Once we determine the environment that we are trading in we can consider the range of the
initial balance. As we mentioned earlier, narrower ranges are easier to overtake and therefore
increase the odds of range extension and perhaps result in a double distribution trend day. A
narrow initial balance range can also convey a market that is in balance and awaiting more
information before probing higher or lower. Let’s look at a few market examples to illustrate
how to employ initial balance information by contrasting the various range extremes:
The E-mini S&P shows a narrow base, but it also allows us to move a step further and discuss
initial balance more conceptually rather than linearly. Initial balance is defined as the first two 30
minute periods in most markets and slightly longer for the S&Ps—this is linear. A conceptual
understanding considers the time spent in range and the tone:
If the initial balance is narrow in a rotational market, we know the easier it will be to
knock it over; we prepare for this with our trading scenarios.
However, if the initial balance is narrow and maintains this balance for several periods,
the longer this goes on, the odds are that a price migration away from this balance will
not be lasting.
A more conceptual understanding will afford you a greater appreciation and help you visualize
various scenarios as the session goes on.
30 Year Treasury Bond October 14, 2010: Narrow base overtaken—Double Distribution
Day
The narrow initial balance led to a rather dramatic breakout to the downside.
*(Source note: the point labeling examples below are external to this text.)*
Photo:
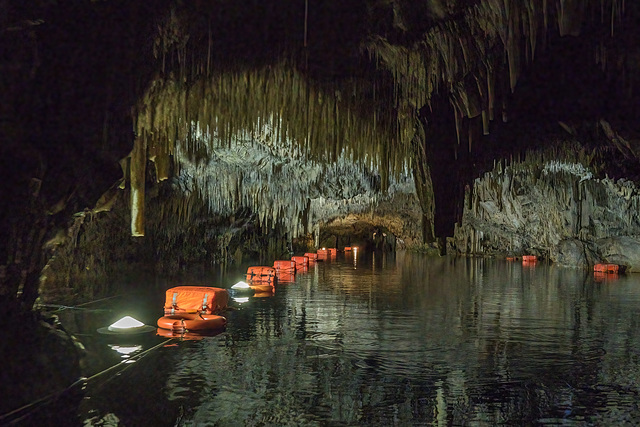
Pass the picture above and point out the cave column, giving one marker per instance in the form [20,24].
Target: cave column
[423,183]
[137,169]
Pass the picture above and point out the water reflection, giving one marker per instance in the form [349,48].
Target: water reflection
[407,340]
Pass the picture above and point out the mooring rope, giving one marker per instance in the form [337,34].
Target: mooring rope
[60,307]
[31,407]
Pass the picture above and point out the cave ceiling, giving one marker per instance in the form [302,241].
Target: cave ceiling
[303,111]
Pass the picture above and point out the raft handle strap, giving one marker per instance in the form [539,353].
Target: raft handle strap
[174,304]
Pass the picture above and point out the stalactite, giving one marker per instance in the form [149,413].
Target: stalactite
[137,176]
Balance areas set
up three scenarios:
1. Stays in balance
2. Upside or downside breakout that fails; destination trade is opposite end of balance
3. Upside or downside breakout is accepted—indicating a “go with trade” in the direction
of the breakout.
Visualizing possible outcomes and how you can capitalize helps you anticipate; the narrow
initial balance suggested what was possible and gave you time to prepare.
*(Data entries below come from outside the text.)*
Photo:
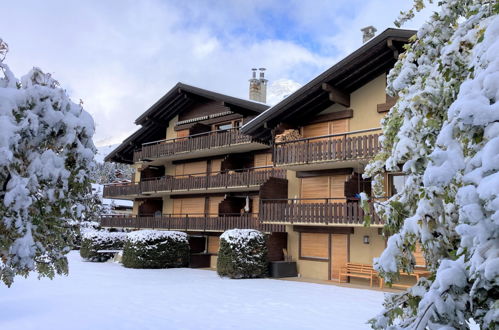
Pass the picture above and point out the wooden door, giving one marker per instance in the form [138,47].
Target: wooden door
[339,254]
[213,205]
[316,187]
[263,160]
[189,206]
[314,246]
S&P 500 E-mini on Friday, October 15, 2010: Wide Initial Balance
The wide initial balance contained the range for the day, a more unusual occurrence. As the
thirty minute auctions printed we could see a market coming into balance—the odds were that
trade opportunity and profits would be small. There were good day timeframe trades however
understanding the environment would alert you to the importance of trade location and smaller
trade expectations.
Summary: The valuable and practical observation is to recognize that the range of initial
balance—its base—can help you visualize possible scenarios, gage your expectations, and guide
your trading as the auction continues. These examples present different scenarios that illustrate
initial balance variations and what to consider as the initial balance is forming.
Trend days
Initial balance has little relevancy when this day type unfolds. Actually, it is not only irrelevant,
but employing initial balance on trend days can actually hamper your ability to execute. On a
day when there is directional conviction at the bell with an opening drive that begins to one-
timeframe higher, initial balance is of little use and can distract you from observing the most
important market-generated information. Let’s look at an example:
Over the years some service providers have attempted to adapt the information in Mind over
Markets as a basis for statistical, linear measurements to quantify initial balance, using averages,
ranges extensions from it and other computations to create tactical buy and sell signals. In light
of what we have discussed, we find these methods somewhat compartmentalized and ultimately
limiting in one’s ability to trade successfully over the long term. There are many conditions that
must be considered, not only in the day timeframe but broader market conditions, to effectively
employ initial balance in your trading strategy. Initial balance is most effective when it is
considered in context with other developing dynamics in the market.
In the twenty years since I first wrote about initial balance in Mind over Markets, it still today
provides excellent information. However as I have tried to introduce here, my perspective of
initial balance has evolved to have more depth. If you can observe initial balance more openly
and consider the contextual conditions around it, you will gain experience, begin to internalize it,
and have better odds of employing it successfully in your trading.